Jodelkünste und interaktive Technikgeschichte
Zu Jahresbeginn musste das Flipper- und Arcademuseum Seligenstadt unerwartet seine Türen schließen. Gebrochene, tragende Dachbalken hatten das Dach einsturzgefährdet – ein Weiterbetrieb war aus Sicherheitsgründen nicht mehr möglich. Mit der Schließung brachen zugleich sämtliche Einnahmen weg. Für den ehrenamtlich geführten Trägerverein For Amusement Only e. V. bedeutete dies eine existenzielle Herausforderung.
Das Museum finanziert sich ausschließlich über Mitgliedsbeiträge sowie die Eintrittsgelder des monatlich stattfindenden „Offenen Samstag“. Ohne laufenden Betrieb geriet der Verein in eine angespannte finanzielle Lage. Sieben Monate dauerte die Zwangspause. Dank der Spendenkampagne „Museumsretter 2025“ gelang es jedoch, die Fixkosten während dieser Zeit zu decken und den Fortbestand des Museums zu sichern. Zahlreiche Unterstützerinnen und Unterstützer aus der Community trugen dazu bei, diese kulturelle Einrichtung zu erhalten. Parallel dazu wurde das Dach durch die Vermieterin fachgerecht saniert. Im Januar 2026 konnte das Museum schließlich den regulären Betrieb wieder aufnehmen. Als Zeichen des Dankes lud der gemeinnützige Verein seine Förderinnen und Förderer zu einer feierlichen Wiedereröffnung ein. Nach einem Sektempfang und der offiziellen Begrüßung würdigten Ehrengäste in ihren Ansprachen die Bedeutung des Museums als lebendigen Ort der Technik- und Spielkultur.

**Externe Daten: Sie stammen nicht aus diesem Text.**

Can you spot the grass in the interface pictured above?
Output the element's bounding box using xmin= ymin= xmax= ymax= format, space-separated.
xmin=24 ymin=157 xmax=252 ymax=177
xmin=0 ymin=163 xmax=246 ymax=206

Ein besonderer Höhepunkt des Abends war der Auftritt von Takeo Ischi. Der in Deutschland bekannte jodelnde Japaner präsentierte zunächst im traditionellen Kimono ein japanisches Lied, bevor er in Lederhose mit seinen Jodelkünsten begeisterte. Kurz vor der Zwangsschließung des Museums hatte der Künstler sein Musikvideo zum Song „Endboss“ im Museum gedreht. Auf der Suche nach einer zeitgemäßen Interpretation des Jodelns griff er dabei die eingängige Melodie des Kultspiels Tetris auf – die er auch an diesem Abend live zum Besten gab. Bereits bei der Verleihung des Deutschen Computerspielpreis in Berlin hatte Ischi die Vertreter des Museums getroffen und dort die Laudatio auf das Flipper- und Arcademuseum Seligenstadt gehalten, das bei der Veranstaltung ausgezeichnet wurde. Im Anschluss erwartete die Gäste ein Buffet sowie die Möglichkeit, an einem unterhaltsamen Spaßturnier an ausgewählten Geräten teilzunehmen.
Doch auch ohne Wettbewerb kam keine Langeweile auf: Rund 240 spielbereite Flipper- und Arcadegeräte stehen im Museum bereit und laden dazu ein, Technikgeschichte interaktiv zu erleben. Mit der erfolgreichen Wiedereröffnung ist nicht nur ein Stück Spielkultur erhalten geblieben – das Museum hat zugleich eindrucksvoll bewiesen, wie stark der Rückhalt in der Gemeinschaft ist.